My girlfriend pointed out the black lines only on the fingers rather than the bandages, that's down to my painting rather than the washes, i deliberately leave gaps between certain things, i don't know why i just guess its my painting style. As for the brown wash rather than a black one it was a Gryphonne sepia wash that i used on the bandages anyway, as i said its simply my painting.
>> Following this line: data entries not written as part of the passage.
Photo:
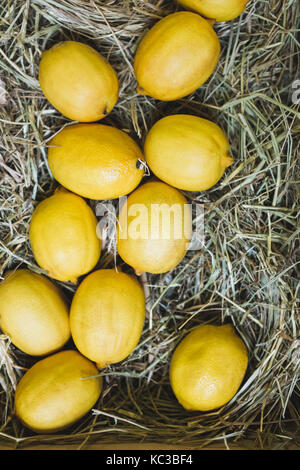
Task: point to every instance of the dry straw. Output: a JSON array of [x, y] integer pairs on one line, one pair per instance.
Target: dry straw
[[247, 271]]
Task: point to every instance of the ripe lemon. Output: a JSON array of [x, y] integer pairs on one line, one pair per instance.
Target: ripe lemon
[[187, 152], [95, 161], [33, 313], [78, 81], [154, 228], [220, 10], [207, 367], [107, 316], [63, 236], [176, 56], [56, 392]]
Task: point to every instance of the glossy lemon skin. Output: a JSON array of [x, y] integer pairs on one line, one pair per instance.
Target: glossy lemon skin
[[176, 56], [78, 81], [63, 236], [187, 152], [207, 367], [33, 313], [107, 316], [219, 10], [55, 392], [154, 228], [95, 161]]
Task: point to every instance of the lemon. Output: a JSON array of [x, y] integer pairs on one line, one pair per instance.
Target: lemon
[[63, 236], [154, 228], [187, 152], [220, 10], [107, 316], [33, 313], [207, 367], [78, 81], [95, 161], [57, 391], [176, 56]]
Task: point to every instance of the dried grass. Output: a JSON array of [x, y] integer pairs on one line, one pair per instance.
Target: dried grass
[[248, 269]]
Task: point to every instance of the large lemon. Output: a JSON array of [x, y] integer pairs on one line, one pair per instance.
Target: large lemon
[[187, 152], [107, 316], [57, 391], [33, 313], [63, 236], [220, 10], [207, 367], [176, 56], [78, 81], [154, 228], [95, 161]]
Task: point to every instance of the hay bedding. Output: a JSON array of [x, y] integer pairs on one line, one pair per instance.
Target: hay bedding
[[247, 270]]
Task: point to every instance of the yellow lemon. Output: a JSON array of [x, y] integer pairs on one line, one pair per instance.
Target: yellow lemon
[[78, 81], [187, 152], [107, 316], [33, 313], [63, 236], [176, 56], [154, 228], [208, 367], [57, 391], [95, 161], [220, 10]]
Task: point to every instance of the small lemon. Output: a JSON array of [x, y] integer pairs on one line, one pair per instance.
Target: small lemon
[[220, 10], [207, 367], [154, 228], [78, 81], [57, 391], [176, 56], [107, 316], [95, 161], [187, 152], [33, 313]]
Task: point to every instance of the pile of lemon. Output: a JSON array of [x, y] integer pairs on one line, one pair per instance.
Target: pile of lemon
[[90, 160]]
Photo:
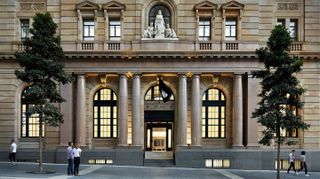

On the flame trooper I have just finished however tried to limit the black lines on the bandages i just hope this one looks better and meets your approval.

Trooper Tanner - Flamer


























C&C welcome
Cheers
Mels


----------



## Fenrisian (Jun 12, 2011)

Putting a bit of burn mark at the end of the muzzle would really improve the model, well imo. And also , drill your barrel !


----------



## Dave T Hobbit (Dec 3, 2009)

melsaphim said:


> My girlfriend pointed out the black lines only on the fingers rather than the bandages, that's down to my painting rather than the washes, i deliberately leave gaps between certain things, i don't know why i just guess its my painting style. As for the brown wash rather than a black one it was a Gryphonne sepia wash that i used on the bandages anyway, as i said its simply my painting.


I thought you had used a wash to create the black lines rather than leaving a gap. I do not like the black gaps on soft pale areas like bandages; however, if you like it then no harm.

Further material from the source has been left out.